The Dauphin Charles of France, officially disinherited by Troyes but still widely supported in France, swooped in to claim power in France, but internal dissent made his rule difficult; 30 years later (and after the intervention of Joan of Arc), Charles finally expelled the English from Aquitaine, and brought all France together not under the House of Lancaster but under the House of Valois.
* Accounts are sketchy in this regard. Some modern analysis puts the values at 4:3 for the French. However, contemporaneous accounts suggest a much heavier French advantage. Of course, people are notoriously bad at crowdestimation.
The fictional Bardolph had been the ruddy-nosed friend of Henry’s in the Henry IV plays (Part 1, Part 2), where the hard-drinking, rabble-rousing young prince is a disappointment to the father who fears his heir will never merit the throne.
By Henry V, the boy has become the ruler, and launched an audacious incursion into France during the Hundred Years’ War.
Hal’s willingness to own the rough decisions of statecraft — in this case having his friend put to death further to his win-French-hearts-and-minds policy — is part of his coming of age as Henry V.
Whether that means Hal’s maturation into regal dignity or the corruption of his humanity by power is up to the reader.
How now Fluellen, cam’st thou from the Bridge?

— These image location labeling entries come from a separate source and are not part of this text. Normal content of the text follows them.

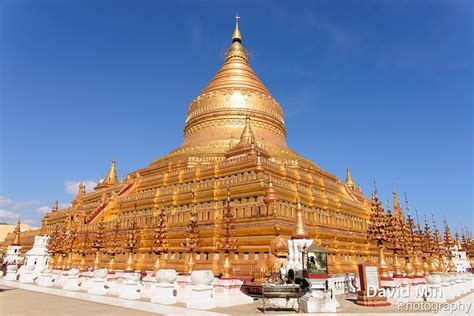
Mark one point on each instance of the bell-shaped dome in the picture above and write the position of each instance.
(218, 115)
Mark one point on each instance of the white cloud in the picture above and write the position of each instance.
(72, 187)
(25, 204)
(4, 201)
(7, 215)
(27, 210)
(43, 209)
(64, 205)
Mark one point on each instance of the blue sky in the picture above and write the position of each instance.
(385, 87)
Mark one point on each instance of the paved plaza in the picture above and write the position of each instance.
(24, 299)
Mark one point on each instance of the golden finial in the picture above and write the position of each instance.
(247, 136)
(112, 174)
(82, 189)
(374, 193)
(55, 206)
(236, 36)
(299, 232)
(406, 203)
(349, 181)
(16, 241)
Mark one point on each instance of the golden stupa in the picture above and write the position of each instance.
(234, 141)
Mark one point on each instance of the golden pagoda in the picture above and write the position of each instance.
(234, 141)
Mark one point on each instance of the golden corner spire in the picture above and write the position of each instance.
(247, 136)
(16, 241)
(349, 181)
(236, 36)
(55, 206)
(112, 174)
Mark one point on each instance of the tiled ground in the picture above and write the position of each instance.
(14, 301)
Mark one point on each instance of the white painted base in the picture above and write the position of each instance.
(45, 280)
(436, 294)
(162, 293)
(201, 297)
(97, 287)
(130, 291)
(113, 301)
(233, 299)
(27, 277)
(72, 283)
(10, 276)
(319, 304)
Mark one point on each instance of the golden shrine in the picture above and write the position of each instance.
(228, 198)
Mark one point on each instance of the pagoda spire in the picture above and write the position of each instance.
(112, 174)
(16, 240)
(82, 189)
(448, 239)
(457, 241)
(247, 137)
(236, 36)
(55, 206)
(349, 181)
(397, 210)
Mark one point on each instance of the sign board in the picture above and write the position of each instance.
(316, 260)
(369, 276)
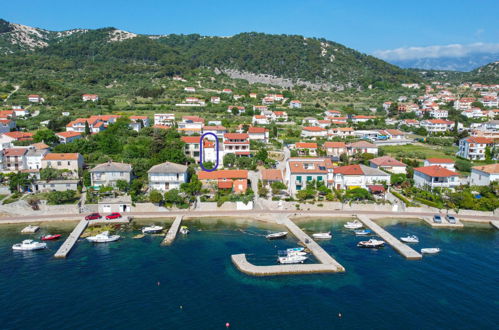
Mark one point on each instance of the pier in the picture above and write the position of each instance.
(400, 247)
(71, 240)
(172, 232)
(326, 263)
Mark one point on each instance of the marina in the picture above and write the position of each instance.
(172, 232)
(400, 247)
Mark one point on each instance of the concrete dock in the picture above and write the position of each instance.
(172, 232)
(400, 247)
(71, 240)
(327, 263)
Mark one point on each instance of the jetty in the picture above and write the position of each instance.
(172, 232)
(400, 247)
(71, 240)
(327, 264)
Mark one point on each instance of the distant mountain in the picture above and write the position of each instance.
(465, 63)
(291, 57)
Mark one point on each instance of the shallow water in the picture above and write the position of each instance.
(192, 284)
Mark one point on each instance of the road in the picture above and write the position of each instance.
(250, 213)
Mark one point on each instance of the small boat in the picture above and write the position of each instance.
(295, 259)
(430, 250)
(29, 245)
(49, 237)
(353, 224)
(410, 239)
(363, 232)
(372, 243)
(152, 229)
(281, 234)
(322, 235)
(103, 237)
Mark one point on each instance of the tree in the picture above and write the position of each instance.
(155, 197)
(45, 135)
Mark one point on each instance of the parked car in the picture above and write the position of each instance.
(451, 219)
(437, 218)
(93, 216)
(114, 215)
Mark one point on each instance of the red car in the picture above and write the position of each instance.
(114, 215)
(93, 216)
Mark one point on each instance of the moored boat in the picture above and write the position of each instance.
(281, 234)
(29, 245)
(410, 239)
(430, 250)
(322, 235)
(372, 243)
(363, 232)
(103, 237)
(151, 229)
(50, 237)
(356, 224)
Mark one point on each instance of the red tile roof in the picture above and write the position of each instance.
(436, 171)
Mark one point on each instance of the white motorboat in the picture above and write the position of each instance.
(103, 237)
(410, 239)
(29, 245)
(372, 243)
(152, 229)
(430, 250)
(293, 259)
(322, 235)
(353, 224)
(281, 234)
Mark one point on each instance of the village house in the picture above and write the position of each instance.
(389, 164)
(430, 177)
(306, 148)
(359, 176)
(258, 134)
(335, 149)
(236, 180)
(71, 162)
(34, 158)
(108, 174)
(301, 171)
(474, 148)
(442, 162)
(90, 97)
(313, 132)
(166, 176)
(484, 175)
(68, 136)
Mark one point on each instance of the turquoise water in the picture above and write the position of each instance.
(116, 285)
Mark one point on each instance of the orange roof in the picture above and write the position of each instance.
(306, 145)
(61, 156)
(314, 129)
(335, 145)
(440, 160)
(68, 134)
(257, 129)
(271, 175)
(223, 174)
(436, 171)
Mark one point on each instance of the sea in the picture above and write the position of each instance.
(136, 283)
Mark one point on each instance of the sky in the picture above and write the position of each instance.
(390, 29)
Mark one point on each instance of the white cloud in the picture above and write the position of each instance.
(455, 50)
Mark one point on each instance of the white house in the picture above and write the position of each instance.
(484, 175)
(435, 177)
(167, 176)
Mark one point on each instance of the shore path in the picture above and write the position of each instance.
(250, 213)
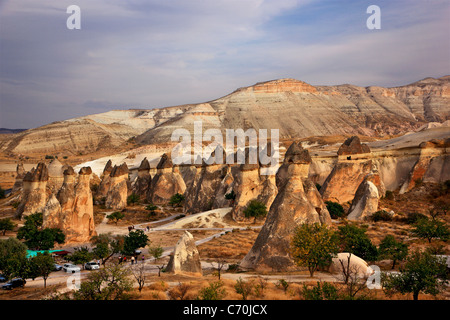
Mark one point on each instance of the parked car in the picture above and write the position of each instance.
(91, 266)
(68, 267)
(14, 283)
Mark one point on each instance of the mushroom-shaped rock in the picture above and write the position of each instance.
(185, 258)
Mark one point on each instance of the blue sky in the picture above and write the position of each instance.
(148, 54)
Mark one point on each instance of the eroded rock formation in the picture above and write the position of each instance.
(433, 164)
(20, 174)
(104, 185)
(143, 181)
(34, 195)
(185, 258)
(354, 163)
(296, 203)
(166, 183)
(366, 198)
(117, 195)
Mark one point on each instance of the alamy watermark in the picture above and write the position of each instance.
(230, 151)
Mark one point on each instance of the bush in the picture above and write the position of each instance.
(431, 229)
(413, 217)
(325, 291)
(214, 291)
(313, 246)
(255, 209)
(381, 215)
(389, 195)
(335, 209)
(392, 249)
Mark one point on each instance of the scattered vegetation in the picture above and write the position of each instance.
(430, 229)
(321, 291)
(354, 239)
(115, 216)
(214, 291)
(38, 238)
(255, 209)
(313, 246)
(335, 209)
(6, 225)
(381, 215)
(392, 249)
(423, 272)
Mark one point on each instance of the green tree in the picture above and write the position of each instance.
(335, 209)
(355, 240)
(110, 283)
(133, 199)
(152, 208)
(176, 200)
(255, 209)
(321, 291)
(392, 249)
(156, 252)
(423, 272)
(106, 245)
(42, 265)
(214, 291)
(39, 238)
(313, 246)
(13, 258)
(81, 255)
(134, 240)
(115, 216)
(6, 225)
(430, 229)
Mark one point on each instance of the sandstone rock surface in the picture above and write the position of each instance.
(185, 258)
(291, 207)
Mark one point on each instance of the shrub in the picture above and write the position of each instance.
(413, 217)
(214, 291)
(335, 209)
(255, 209)
(313, 246)
(389, 195)
(381, 215)
(422, 272)
(244, 288)
(325, 291)
(431, 229)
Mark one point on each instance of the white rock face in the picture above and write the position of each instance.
(185, 258)
(357, 265)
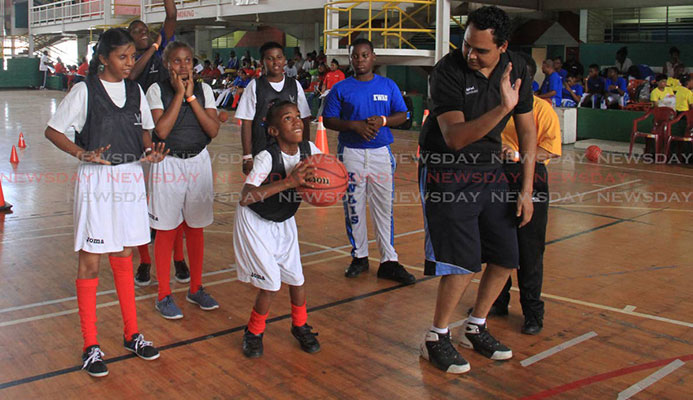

I, so please your Maiestie: The Duke of Exeter
ha’s very gallantly maintain’d the Pridge; the French is
gone off, looke you, and there is gallant and most praue
passages: marry, th’ athuersarie was haue possession of
the Pridge, but he is enforced to retyre, and the Duke of
Exeter is Master of the Pridge: I can tell your Maiestie,
the Duke is a praue man
What men haue you lost, Fluellen?
The perdition of th’ athuersarie hath beene very
great, reasonnable great: marry for my part, I thinke the
Duke hath lost neuer a man, but one that is like to be executed
for robbing a Church, one Bardolph, if your Maiestie
know the man: his face is all bubukles and whelkes,
and knobs, and flames a fire, and his lippes blowes at his
nose, and it is like a coale of fire, sometimes plew, and
sometimes red, but his nose is executed, and his fire’s
Wee would haue all such offendors so cut off:
and we giue expresse charge, that in our Marches through
the Countrey, there be nothing compell’d from the Villages;
nothing taken, but pay’d for: none of the French
vpbrayded or abused in disdainefull Language; for when
Leuitie and Crueltie play for a Kingdome, the gentler
Gamester is the soonest winner.
This is Laurence Olivier’s 1944 version of the scene, with the commoner Bardolph well off-camera:
… and Kenneth Branagh’s more pathos-laden 1989 interpretation, with the king wavering a moment as he locks eyes with his doomed subject, and flashing back to bygone scenes of conviviality before delivering his troop the stern lesson of his friend’s strangling:
Although Bardolph himself and his prior relationship with his sovereign are fiction, the action of the scene actually proceeds from reality. Shakespeare has (as is his wont) cribbed Holinshed, who relates that Henry’s army was under strict orders not to pillage the countryside, and observed that discipline to a man –
except one, which was, that a souldiour tooke a pix out of a church, for which he was apprehended, and the king not once remooved [i.e., he halted] till the box was restored, and the offendor strangled. The people of the countries thereabout, hearing of such zeale in him, to the maintenance of justice, ministered to his armie victuals, and other necessaries, although by open proclamation so to doo they were prohibited.*
* As quoted in the very apt 1992 “Shakespeare’s Henry the Fifth and the Law of War” by Theodor Meron, American Journal of International Law, vol. 86, no. 1.